He set off, and now with a clearer recollection of his bearings he met with better success, and presently he found the hut again. There was no one there, and there was no door to it, but at any rate there was a roof to cover him, and wooden walls for shelter, and inside there was a pile of straw, dry and plentiful, into which he could burrow for warmth while he waited.

The moisture of the mist was thick on his clothes, like dew on fleece, and his face and hands were chilled and wet with it. His long walk had tired him, and the relief of finding shelter and rest was great and he sat down on the straw and made himself as comfortable as he could. What time it was he had no idea, for he was without matches, and it was now so dark that he could not see his watch. The doorless entrance was but a glimmering greyness against the blackness of the interior, and he wondered whether, even if the mist cleared, he could find his way home before morning. Perhaps there was a moon, but time alone would show that, and his thoughts began to stray in other directions.

It was an odd adventure: just so had old Colin, when a shepherd boy, passed the night in some such hut as this, probably within a few hundred yards of where he himself now sat, and that certainly had been no unfortunate experience for him, for on that night the splendid fortunes and prosperity of the house of which now he himself was head had been founded.
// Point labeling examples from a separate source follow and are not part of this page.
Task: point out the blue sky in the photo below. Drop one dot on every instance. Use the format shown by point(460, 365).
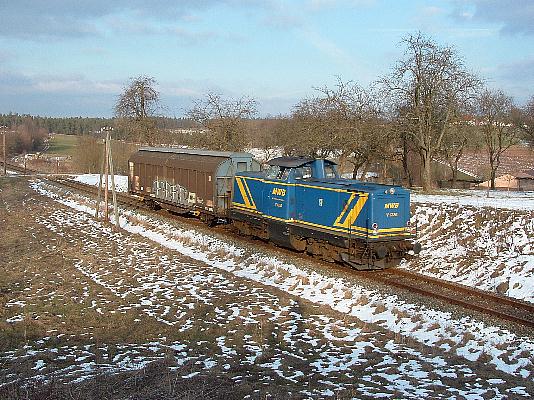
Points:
point(72, 58)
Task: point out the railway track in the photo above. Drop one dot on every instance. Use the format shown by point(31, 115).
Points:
point(499, 306)
point(495, 305)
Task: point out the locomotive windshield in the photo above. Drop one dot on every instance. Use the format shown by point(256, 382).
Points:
point(277, 172)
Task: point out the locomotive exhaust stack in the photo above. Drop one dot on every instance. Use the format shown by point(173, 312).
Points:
point(299, 203)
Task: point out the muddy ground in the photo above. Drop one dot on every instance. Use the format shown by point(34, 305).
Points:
point(90, 313)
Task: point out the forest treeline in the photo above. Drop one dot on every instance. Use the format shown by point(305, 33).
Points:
point(82, 125)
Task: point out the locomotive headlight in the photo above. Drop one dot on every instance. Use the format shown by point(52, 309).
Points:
point(375, 228)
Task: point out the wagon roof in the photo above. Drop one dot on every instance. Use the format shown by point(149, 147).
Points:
point(293, 162)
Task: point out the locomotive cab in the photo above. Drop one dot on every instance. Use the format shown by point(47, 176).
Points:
point(303, 204)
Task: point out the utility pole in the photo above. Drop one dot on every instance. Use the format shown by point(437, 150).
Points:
point(107, 168)
point(3, 128)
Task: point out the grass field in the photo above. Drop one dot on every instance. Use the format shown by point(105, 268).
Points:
point(62, 145)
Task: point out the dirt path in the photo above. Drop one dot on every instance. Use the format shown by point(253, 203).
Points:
point(99, 313)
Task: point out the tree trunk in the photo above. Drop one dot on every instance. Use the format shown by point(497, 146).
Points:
point(493, 175)
point(405, 166)
point(426, 171)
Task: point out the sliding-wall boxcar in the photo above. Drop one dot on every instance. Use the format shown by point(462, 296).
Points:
point(187, 180)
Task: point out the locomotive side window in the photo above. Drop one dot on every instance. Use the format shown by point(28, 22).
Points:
point(272, 171)
point(283, 174)
point(303, 172)
point(329, 171)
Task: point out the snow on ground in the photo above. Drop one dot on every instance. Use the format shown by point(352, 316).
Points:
point(454, 336)
point(468, 236)
point(479, 198)
point(121, 181)
point(478, 241)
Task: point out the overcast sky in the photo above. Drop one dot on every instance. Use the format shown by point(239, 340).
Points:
point(70, 58)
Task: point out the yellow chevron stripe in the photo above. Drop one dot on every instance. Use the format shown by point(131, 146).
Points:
point(351, 216)
point(244, 194)
point(249, 193)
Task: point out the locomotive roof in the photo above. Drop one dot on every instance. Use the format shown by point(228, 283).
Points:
point(293, 162)
point(196, 152)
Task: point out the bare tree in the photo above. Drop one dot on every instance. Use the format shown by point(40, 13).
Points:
point(524, 120)
point(455, 141)
point(495, 113)
point(308, 131)
point(342, 121)
point(223, 121)
point(428, 84)
point(360, 133)
point(136, 109)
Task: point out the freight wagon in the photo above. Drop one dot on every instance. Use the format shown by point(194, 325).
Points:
point(185, 180)
point(298, 203)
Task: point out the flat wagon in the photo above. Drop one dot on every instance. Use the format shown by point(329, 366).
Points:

Health and wealth and honour and all that his heart desired had been granted to his ancestor on that night of the legend, into the inheritance of which he had entered by his love of evil, and his hate of love.... And then the thought of Dennis came up like a bubble to the surface of his mind, Dennis whom he hated and had tried to corrupt, and who was the heir to all his splendours.

Colin was getting drowsy in the warmth of his straw-bed; for a moment, as token of that, he thought he heard Dennis’s voice, and that roused him again. But sleep was the most reasonable manner of passing these hours of waiting, which might be long; and it was certainly better than thinking about Dennis. Thicker and thicker, like the mists outside, the dusk of sleep darkened round him.
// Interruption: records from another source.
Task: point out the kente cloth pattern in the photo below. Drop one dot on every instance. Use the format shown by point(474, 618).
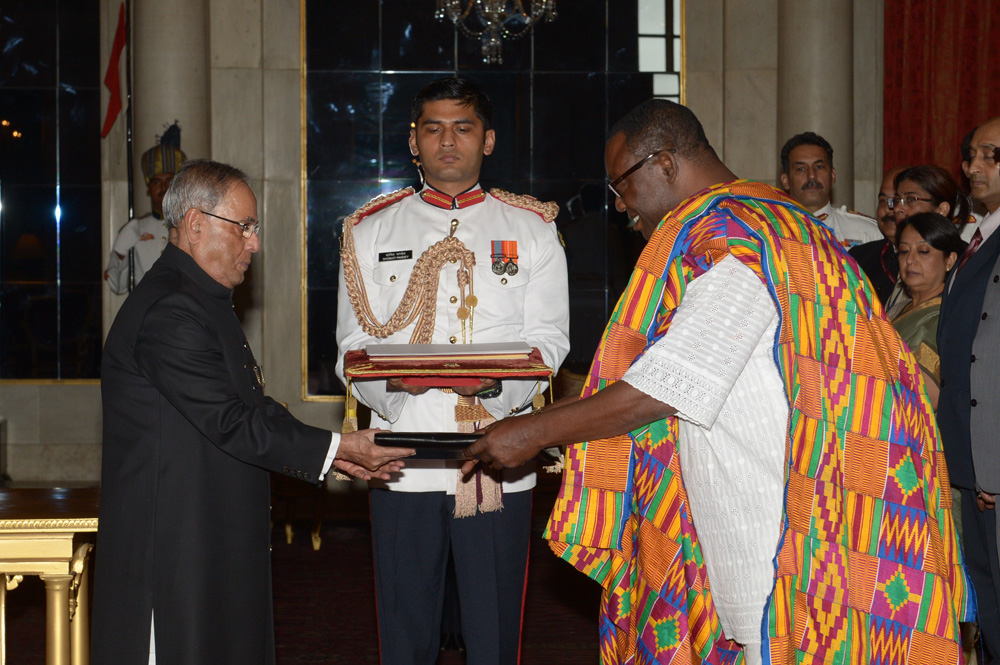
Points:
point(868, 567)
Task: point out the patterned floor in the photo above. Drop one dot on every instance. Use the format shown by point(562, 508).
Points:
point(324, 604)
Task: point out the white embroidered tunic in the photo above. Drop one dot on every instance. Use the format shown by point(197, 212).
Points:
point(716, 366)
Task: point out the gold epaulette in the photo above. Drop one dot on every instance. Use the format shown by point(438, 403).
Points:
point(547, 210)
point(377, 204)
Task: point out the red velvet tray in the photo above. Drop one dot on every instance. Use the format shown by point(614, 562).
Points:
point(433, 371)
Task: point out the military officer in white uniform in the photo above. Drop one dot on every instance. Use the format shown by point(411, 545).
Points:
point(517, 292)
point(807, 174)
point(147, 235)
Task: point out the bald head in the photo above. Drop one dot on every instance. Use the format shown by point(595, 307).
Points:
point(884, 215)
point(658, 124)
point(983, 170)
point(658, 156)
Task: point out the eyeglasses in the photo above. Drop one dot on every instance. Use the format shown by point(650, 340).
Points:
point(896, 201)
point(248, 228)
point(635, 167)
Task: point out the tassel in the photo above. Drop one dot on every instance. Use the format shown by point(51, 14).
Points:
point(350, 425)
point(482, 490)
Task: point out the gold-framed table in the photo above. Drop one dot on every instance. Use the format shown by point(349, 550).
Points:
point(48, 532)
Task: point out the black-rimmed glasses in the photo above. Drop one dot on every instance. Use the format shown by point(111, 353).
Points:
point(635, 167)
point(897, 201)
point(248, 228)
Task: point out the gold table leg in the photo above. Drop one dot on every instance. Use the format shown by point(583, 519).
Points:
point(79, 610)
point(7, 583)
point(57, 619)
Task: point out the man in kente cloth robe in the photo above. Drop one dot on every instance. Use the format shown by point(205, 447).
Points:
point(761, 478)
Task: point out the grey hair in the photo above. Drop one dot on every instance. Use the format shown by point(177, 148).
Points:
point(201, 184)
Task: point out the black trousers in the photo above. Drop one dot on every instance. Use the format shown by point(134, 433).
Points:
point(412, 533)
point(980, 548)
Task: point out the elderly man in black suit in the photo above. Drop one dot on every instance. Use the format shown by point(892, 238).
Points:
point(183, 568)
point(969, 402)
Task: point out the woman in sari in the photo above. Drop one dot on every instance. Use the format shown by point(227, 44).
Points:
point(929, 247)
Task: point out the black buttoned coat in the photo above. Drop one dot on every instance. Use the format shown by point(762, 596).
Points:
point(189, 438)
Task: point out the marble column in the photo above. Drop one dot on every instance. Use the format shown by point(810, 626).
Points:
point(170, 79)
point(816, 80)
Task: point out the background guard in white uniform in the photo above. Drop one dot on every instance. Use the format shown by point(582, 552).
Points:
point(526, 298)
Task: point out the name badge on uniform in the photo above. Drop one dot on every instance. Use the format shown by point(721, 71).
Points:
point(398, 255)
point(504, 255)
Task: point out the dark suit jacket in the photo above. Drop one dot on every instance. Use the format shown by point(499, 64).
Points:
point(189, 438)
point(879, 261)
point(961, 312)
point(985, 419)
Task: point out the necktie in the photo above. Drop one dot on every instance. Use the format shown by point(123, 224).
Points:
point(977, 240)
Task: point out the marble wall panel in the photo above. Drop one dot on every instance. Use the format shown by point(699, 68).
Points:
point(55, 462)
point(750, 124)
point(703, 38)
point(704, 92)
point(751, 40)
point(282, 128)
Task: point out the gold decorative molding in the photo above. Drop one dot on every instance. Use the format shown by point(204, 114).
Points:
point(82, 524)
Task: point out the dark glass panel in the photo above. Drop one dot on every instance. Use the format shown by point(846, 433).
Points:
point(516, 53)
point(27, 234)
point(625, 92)
point(80, 331)
point(30, 157)
point(412, 39)
point(569, 126)
point(588, 317)
point(321, 329)
point(343, 112)
point(342, 35)
point(81, 255)
point(582, 224)
point(328, 204)
point(510, 97)
point(79, 139)
point(623, 42)
point(624, 247)
point(400, 89)
point(558, 44)
point(79, 44)
point(28, 43)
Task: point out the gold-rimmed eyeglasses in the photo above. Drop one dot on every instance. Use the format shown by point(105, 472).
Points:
point(635, 167)
point(248, 228)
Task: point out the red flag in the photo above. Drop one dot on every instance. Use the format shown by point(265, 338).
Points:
point(111, 78)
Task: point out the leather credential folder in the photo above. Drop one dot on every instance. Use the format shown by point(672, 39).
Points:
point(429, 445)
point(464, 365)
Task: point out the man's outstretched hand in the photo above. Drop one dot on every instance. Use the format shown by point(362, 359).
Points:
point(360, 457)
point(504, 445)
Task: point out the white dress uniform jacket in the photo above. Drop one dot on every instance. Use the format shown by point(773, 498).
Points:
point(850, 228)
point(531, 306)
point(148, 236)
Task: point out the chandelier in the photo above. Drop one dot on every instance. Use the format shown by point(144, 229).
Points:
point(490, 21)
He slept soundly and dreamlessly, and woke, after some interval of the length of which he had no idea, into the full possession of his faculties, so that he had no puzzled bewilderment as to where he was or how he had come here: this waking consciousness dovetailed precisely into that which had preceded his sleep. Probably he had slept long, for he woke alert and refreshed, warm and comfortable under the straw that he had pulled over him. But close on the heels of his waking there came the conviction that he was not alone here. He had gone to sleep alone, far away from the haunts of men in the isolation of the mist, but while he slept someone had come.

He sat up, and turning looked towards the blank doorway. It was still faintly visible, a dusky oblong in the blackness, but now it framed the figure as of a man, which stood there in the entry. Some shepherd was it, who, like himself, sought shelter?
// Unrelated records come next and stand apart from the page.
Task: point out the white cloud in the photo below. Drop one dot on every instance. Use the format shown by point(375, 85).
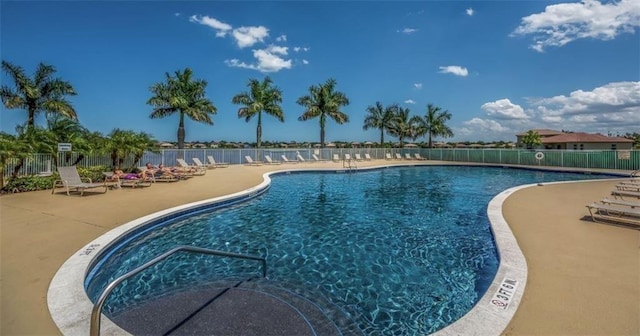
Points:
point(248, 36)
point(407, 30)
point(504, 109)
point(454, 69)
point(562, 23)
point(267, 61)
point(277, 49)
point(221, 28)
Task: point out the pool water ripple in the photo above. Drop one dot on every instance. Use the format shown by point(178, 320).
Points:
point(400, 251)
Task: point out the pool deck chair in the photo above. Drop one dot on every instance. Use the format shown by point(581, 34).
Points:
point(603, 212)
point(70, 180)
point(268, 160)
point(317, 159)
point(213, 162)
point(193, 170)
point(301, 159)
point(418, 156)
point(624, 193)
point(250, 161)
point(285, 160)
point(201, 165)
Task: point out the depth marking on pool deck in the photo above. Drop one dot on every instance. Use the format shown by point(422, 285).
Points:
point(502, 297)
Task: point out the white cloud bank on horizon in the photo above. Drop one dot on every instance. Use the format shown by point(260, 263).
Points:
point(562, 23)
point(268, 59)
point(611, 108)
point(455, 70)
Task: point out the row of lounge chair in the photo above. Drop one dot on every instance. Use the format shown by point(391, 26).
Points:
point(71, 182)
point(624, 207)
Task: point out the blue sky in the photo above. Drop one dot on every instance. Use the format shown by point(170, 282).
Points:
point(499, 67)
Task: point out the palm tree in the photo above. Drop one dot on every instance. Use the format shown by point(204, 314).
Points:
point(531, 139)
point(401, 126)
point(379, 117)
point(324, 102)
point(183, 95)
point(262, 97)
point(42, 93)
point(434, 123)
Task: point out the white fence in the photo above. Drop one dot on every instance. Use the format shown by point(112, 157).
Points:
point(43, 164)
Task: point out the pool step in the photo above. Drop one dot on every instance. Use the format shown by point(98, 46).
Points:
point(257, 307)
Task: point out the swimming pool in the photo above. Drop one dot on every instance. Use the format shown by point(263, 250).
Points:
point(400, 251)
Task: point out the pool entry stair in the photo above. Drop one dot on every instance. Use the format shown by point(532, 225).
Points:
point(255, 306)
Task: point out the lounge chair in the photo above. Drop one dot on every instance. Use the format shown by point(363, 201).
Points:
point(213, 162)
point(620, 202)
point(611, 213)
point(70, 179)
point(201, 165)
point(418, 156)
point(268, 160)
point(192, 169)
point(623, 193)
point(250, 161)
point(316, 158)
point(285, 160)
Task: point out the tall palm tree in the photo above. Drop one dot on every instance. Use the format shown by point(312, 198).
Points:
point(183, 95)
point(263, 97)
point(323, 101)
point(379, 117)
point(42, 93)
point(435, 123)
point(402, 126)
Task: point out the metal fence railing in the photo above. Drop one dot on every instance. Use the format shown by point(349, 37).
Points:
point(43, 164)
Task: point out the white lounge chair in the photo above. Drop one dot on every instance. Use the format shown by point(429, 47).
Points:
point(213, 162)
point(300, 158)
point(268, 160)
point(70, 179)
point(192, 169)
point(614, 214)
point(285, 160)
point(250, 161)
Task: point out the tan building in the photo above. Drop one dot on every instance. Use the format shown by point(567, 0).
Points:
point(586, 141)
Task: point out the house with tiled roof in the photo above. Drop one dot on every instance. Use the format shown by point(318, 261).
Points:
point(586, 141)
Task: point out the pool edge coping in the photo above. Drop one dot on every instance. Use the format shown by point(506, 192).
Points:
point(70, 307)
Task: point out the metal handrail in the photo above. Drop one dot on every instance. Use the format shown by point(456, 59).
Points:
point(96, 313)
“Hullo, who is that?” said Colin. “I have lost my way, and am sheltering here till the mist clears. Lord Yardley from Stanier.”

There was silence, then very quietly a voice spoke:

“I know who you are,” it said.

Colin felt his breath catch in his throat, and a pulse beat there. This was not the voice of a shepherd come here for the lambing or for shelter, and a fantastic notion flashed into his head. Here was he, sleeping in a remote hut in the marsh at lambing-time, even as old Colin had done, and he asked himself whether some renewal or re-enactment of the legend was at hand. The idea scarcely seemed strange, so intimately did the belief in the legend beat in his blood. It was no shepherd who spoke....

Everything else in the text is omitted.